Pendleton grabbed his elbow. “I do. I don’t want to hang around here waiting to get blasted to bits by a machine gun. You can trust Li Lan with your life. I have.”

Terrific, Doc. Every time I’ve trusted Li Lan, I’ve just barely gotten away with my frigging stupid inane life. Nevertheless, the good doctor has a point, and I don’t much fancy going back out on the street.

“So let’s get going,” said Neal.

“Finally.”

She knew just where she was going. She strode to the corner of the room and knelt down at the shrine, beneath the statue of an old man wearing a torn robe, a hideously mocking grin, and carrying what looked to Neal like a gold ingot. She performed the nine bows, and then took a small bell from the altar railing and rang it just once. Then she turned to Neal.

“Neal Carey,” she said, pointing at the statue, “meet Unpredictable Ghost. Unpredictable Ghost, Neal Carey.”

“Pleasure,” Neal muttered.

A monk appeared from behind the shrine. He was tall and thin. His head was shaved and he wore a plain brown robe and sandals. He returned Li Lan’s bow and motioned for them to follow him.

There was a red curtain behind the shrine, and behind the curtain was a wooden door. It opened to a stairway that took them down to a basement, which looked like a maintenance shop for the temple. Wooden lathes, jars of paint, brushes, candles, and parts of lanterns lay scattered about in no discernible order. Here and there a head or a hand or a trunk from a statue was set on a small worktable. Body Shop of the Gods, Neal thought. The monk led them through this room into a boiler room, through a plain, functional metal door, and into a corridor. Down two more steps and they entered a corrugated metal tube.

It was as narrow and dark as a walkway in a submarine. Every thirty feet a naked light bulb dangled from the low ceiling. Moisture dripped from the seams in the sides and tops of the tube. Neal could hear traffic noises above them and realized they were going underneath the street.

“Are we in the goddamn sewer?” he asked Li Lan.

“Quiet.”

He turned around to Pendleton. “Are we in the goddamn sewer?”

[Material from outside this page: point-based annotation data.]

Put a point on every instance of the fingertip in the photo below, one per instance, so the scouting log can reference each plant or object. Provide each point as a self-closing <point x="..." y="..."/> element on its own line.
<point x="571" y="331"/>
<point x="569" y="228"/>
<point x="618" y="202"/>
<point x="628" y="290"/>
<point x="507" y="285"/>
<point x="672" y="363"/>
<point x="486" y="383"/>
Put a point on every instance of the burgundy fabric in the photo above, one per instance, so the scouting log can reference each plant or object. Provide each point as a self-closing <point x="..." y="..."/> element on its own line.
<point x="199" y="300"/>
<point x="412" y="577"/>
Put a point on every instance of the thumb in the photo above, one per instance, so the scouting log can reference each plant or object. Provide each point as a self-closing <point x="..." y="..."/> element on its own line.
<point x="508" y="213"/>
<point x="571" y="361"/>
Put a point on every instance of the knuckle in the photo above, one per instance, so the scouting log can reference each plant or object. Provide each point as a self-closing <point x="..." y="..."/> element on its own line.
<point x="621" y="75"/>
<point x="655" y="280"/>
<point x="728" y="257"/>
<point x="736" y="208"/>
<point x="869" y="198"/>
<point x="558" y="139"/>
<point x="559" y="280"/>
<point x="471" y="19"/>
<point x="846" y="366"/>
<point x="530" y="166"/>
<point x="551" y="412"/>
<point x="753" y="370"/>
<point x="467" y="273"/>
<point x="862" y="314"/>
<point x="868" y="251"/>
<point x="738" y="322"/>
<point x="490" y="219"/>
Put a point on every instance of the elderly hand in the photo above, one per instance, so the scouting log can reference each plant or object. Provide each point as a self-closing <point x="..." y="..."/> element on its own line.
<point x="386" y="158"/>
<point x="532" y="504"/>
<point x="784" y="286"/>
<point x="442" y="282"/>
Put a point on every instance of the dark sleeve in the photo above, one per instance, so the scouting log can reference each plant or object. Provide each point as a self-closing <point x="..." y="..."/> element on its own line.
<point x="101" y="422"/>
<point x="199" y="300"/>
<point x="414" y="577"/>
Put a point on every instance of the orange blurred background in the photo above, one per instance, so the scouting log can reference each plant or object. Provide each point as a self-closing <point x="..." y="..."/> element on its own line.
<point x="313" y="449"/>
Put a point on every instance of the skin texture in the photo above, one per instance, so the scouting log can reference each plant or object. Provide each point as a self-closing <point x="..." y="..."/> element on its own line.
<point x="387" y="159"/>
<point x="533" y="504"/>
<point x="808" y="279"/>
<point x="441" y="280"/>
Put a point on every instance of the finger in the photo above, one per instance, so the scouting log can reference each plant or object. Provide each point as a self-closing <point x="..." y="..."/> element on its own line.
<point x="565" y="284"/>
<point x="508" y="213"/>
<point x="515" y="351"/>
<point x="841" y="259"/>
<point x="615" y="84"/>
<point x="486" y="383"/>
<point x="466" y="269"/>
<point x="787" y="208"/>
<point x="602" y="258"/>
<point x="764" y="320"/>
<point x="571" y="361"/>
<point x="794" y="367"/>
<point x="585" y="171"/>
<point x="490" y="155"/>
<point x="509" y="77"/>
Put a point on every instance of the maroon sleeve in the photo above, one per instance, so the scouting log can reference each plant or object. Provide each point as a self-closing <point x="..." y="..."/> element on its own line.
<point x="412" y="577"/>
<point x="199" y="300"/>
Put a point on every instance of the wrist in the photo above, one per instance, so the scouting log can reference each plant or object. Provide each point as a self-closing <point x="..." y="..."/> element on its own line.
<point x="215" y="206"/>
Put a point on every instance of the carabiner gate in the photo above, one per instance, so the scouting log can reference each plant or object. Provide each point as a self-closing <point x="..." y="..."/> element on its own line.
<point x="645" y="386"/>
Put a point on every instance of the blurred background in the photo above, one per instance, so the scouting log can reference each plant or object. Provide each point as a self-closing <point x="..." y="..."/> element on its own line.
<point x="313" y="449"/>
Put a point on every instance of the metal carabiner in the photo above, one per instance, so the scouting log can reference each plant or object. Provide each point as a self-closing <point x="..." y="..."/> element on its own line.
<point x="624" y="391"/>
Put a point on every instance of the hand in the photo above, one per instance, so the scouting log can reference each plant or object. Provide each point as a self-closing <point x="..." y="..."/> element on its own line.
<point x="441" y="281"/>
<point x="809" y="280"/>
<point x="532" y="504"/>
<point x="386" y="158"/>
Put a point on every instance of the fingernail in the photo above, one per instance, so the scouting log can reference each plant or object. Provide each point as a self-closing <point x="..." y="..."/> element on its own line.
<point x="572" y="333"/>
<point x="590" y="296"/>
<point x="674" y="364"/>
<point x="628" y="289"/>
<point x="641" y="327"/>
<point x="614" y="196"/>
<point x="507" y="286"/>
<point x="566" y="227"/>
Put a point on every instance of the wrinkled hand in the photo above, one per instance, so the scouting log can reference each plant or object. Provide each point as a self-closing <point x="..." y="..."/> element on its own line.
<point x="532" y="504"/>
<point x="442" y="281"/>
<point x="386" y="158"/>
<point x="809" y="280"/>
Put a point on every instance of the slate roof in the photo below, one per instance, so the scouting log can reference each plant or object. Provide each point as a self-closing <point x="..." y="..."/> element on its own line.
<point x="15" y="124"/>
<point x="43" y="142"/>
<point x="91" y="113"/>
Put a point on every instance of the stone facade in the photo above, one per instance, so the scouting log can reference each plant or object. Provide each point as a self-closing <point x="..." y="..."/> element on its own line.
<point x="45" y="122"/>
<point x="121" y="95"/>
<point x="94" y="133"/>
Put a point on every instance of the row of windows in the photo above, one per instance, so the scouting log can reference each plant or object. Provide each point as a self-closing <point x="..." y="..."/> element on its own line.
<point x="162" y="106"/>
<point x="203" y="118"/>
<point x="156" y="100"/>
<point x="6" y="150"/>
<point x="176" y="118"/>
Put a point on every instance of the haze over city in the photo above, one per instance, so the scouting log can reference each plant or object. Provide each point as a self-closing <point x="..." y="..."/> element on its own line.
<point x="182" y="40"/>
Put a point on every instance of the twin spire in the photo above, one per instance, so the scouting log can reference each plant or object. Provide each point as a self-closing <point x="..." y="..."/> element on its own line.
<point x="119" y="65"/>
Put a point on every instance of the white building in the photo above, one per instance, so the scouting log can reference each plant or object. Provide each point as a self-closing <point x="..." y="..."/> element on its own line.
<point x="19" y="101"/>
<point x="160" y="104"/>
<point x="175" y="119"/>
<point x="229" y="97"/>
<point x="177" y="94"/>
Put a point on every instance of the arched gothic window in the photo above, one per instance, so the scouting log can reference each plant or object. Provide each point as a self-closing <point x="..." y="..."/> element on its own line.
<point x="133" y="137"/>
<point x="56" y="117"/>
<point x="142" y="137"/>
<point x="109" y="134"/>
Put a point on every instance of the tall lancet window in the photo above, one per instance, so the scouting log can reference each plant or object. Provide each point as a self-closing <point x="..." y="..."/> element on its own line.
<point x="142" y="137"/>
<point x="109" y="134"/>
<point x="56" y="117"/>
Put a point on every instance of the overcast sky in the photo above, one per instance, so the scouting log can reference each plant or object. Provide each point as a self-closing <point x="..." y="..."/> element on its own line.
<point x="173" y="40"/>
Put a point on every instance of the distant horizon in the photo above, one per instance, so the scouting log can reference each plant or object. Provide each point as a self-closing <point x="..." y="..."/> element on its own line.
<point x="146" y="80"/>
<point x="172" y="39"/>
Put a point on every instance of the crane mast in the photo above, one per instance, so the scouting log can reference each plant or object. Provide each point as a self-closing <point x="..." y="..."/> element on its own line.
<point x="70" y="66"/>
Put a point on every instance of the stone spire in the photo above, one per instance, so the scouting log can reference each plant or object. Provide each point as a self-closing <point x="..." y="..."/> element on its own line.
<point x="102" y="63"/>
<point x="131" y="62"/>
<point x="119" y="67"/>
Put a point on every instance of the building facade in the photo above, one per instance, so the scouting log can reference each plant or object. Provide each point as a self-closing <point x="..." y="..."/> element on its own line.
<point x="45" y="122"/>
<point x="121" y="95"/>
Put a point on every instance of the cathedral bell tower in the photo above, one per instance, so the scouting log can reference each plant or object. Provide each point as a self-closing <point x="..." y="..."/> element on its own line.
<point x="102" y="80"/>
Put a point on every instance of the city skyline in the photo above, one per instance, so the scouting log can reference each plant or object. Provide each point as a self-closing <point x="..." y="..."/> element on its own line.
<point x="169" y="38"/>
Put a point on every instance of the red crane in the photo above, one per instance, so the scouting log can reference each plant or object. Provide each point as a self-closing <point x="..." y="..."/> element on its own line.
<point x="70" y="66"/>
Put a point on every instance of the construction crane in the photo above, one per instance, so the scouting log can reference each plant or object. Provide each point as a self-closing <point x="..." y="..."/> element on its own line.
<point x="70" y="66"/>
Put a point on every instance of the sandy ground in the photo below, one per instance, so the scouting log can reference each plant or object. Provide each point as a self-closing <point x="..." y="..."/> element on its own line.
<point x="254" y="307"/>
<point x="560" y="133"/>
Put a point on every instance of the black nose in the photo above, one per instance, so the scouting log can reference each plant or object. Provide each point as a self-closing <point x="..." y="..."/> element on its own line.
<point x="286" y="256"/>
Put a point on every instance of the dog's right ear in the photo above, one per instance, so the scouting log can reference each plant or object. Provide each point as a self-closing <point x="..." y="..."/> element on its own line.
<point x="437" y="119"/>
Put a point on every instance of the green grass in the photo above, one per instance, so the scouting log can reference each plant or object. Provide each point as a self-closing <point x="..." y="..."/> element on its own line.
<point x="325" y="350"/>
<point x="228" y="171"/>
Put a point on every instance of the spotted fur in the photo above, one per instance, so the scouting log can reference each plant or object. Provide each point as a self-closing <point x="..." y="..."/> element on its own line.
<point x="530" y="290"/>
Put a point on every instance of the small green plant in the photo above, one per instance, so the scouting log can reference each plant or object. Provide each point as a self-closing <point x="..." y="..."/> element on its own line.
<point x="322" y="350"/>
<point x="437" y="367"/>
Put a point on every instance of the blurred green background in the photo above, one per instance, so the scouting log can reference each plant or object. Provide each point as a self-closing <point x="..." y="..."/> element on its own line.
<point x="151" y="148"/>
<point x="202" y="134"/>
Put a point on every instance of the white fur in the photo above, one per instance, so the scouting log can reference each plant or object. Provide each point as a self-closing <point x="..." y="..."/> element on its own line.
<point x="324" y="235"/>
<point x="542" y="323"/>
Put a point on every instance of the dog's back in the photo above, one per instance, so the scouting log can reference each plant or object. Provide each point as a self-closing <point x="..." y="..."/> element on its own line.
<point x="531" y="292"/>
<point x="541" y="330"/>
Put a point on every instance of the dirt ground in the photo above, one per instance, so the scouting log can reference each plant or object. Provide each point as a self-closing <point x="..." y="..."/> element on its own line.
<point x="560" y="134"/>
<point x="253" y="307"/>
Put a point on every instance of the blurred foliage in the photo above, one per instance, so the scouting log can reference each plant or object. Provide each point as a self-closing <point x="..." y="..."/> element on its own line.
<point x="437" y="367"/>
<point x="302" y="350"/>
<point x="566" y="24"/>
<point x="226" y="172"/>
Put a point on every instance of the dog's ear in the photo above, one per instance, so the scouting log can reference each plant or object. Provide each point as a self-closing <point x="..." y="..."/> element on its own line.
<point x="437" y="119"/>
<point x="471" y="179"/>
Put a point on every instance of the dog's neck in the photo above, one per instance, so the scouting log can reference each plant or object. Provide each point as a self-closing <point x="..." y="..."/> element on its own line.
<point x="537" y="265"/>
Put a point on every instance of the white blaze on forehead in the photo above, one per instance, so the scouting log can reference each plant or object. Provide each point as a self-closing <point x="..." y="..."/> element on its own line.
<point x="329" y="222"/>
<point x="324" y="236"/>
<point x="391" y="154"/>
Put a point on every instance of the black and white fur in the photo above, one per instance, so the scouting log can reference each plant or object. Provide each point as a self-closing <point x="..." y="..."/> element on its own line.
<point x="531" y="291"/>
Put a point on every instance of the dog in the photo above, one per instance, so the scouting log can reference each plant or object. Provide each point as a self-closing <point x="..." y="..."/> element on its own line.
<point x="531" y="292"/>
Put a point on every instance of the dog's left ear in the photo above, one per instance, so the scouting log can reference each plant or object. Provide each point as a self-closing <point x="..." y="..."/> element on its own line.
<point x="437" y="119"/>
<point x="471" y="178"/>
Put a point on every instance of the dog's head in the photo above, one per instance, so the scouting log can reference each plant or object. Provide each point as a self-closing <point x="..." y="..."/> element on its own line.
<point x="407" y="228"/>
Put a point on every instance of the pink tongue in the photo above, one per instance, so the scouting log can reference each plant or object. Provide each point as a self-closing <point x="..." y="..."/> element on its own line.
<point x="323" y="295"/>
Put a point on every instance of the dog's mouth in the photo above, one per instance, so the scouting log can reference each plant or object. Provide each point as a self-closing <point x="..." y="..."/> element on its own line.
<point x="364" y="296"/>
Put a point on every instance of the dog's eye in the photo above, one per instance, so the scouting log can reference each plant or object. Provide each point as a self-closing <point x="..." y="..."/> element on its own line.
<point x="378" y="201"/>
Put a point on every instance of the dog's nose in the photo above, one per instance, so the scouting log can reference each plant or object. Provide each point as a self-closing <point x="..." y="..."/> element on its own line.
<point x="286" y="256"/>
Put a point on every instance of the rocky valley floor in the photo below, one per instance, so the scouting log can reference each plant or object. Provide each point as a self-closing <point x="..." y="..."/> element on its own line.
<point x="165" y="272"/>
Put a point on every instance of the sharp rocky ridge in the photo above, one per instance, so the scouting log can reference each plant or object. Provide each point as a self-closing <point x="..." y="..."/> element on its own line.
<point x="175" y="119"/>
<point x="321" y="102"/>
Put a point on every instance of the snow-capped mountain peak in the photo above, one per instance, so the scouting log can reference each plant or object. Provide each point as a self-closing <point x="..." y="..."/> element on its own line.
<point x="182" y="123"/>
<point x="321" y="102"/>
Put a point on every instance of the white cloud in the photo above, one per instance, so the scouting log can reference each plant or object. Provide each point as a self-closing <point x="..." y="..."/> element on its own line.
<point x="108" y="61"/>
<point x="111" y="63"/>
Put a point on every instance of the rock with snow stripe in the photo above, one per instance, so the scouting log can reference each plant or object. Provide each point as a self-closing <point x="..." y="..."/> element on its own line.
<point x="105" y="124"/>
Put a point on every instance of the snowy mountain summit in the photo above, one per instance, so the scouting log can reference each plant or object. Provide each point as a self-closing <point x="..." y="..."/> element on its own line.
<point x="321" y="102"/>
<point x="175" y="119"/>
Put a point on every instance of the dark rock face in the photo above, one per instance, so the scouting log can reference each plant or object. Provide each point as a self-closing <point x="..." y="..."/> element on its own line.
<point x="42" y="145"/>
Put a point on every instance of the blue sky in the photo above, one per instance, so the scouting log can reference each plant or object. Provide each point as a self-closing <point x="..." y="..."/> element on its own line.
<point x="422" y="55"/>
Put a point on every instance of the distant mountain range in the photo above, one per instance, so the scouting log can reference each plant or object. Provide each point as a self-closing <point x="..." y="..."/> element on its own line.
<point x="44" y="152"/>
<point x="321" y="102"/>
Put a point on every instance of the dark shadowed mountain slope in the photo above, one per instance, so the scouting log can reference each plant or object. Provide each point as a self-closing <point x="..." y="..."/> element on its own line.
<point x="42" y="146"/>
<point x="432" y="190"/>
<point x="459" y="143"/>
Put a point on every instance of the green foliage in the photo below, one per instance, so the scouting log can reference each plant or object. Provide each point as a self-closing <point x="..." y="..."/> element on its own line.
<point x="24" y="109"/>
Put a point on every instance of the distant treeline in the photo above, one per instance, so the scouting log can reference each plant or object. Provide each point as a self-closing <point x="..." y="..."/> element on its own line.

“Looks like a goddamn sewer to me.”

“Christ, I didn’t like
reading
Victor Hugo, never mind
living
it.”

“Quiet.”

They went up two steps and then through another door. They were in a basement of sorts, a small, musty, dirt-floored chamber. The monk stepped onto a short ladder and unlocked a hatch. Then he stood at the bottom and gestured for them to climb up. This was as far as he went.

Li Lan went up, then Pendleton. He took his sweet time about it, Neal thought, impatient to get above ground again. He followed Pendleton up the ladder and was instantly sorry.

He was in hell.

It was an alley, maybe four feet wide, maybe a little less. A sliver of daylight revealed filth-encrusted walls, on which moss, urine stains, and dirt competed for space. The ground beneath him was a mix of mud, shit, broken glass, and some cracked and broken planking.

Neal covered his mouth and nose with his hands, but the stench was overwhelming. His eyes teared and he fought back retching.

Tenements loomed above him, so high and close they looked as if they were about to topple over. Homemade bridges crossed the alley, veritable villages of hammocks were strung from one side to the other, tangles of wires and cables looked like jungle vines.

Here and there holes had been punched in the lower walls, and people were burrowed into them. Neal could see them peeking out at him through iron grilles and bamboo screens.

He heard Pendleton mutter, “Jesus. Jesus Christ.”

And the sounds, the sounds were horrible. Amid the din of thousands of voices just talking, Neal heard babies crying, children screaming, old people moaning. In the distance ahead he could hear a pack of dogs growling, and from inside the walls around him he could make out the scurrying feet of rats.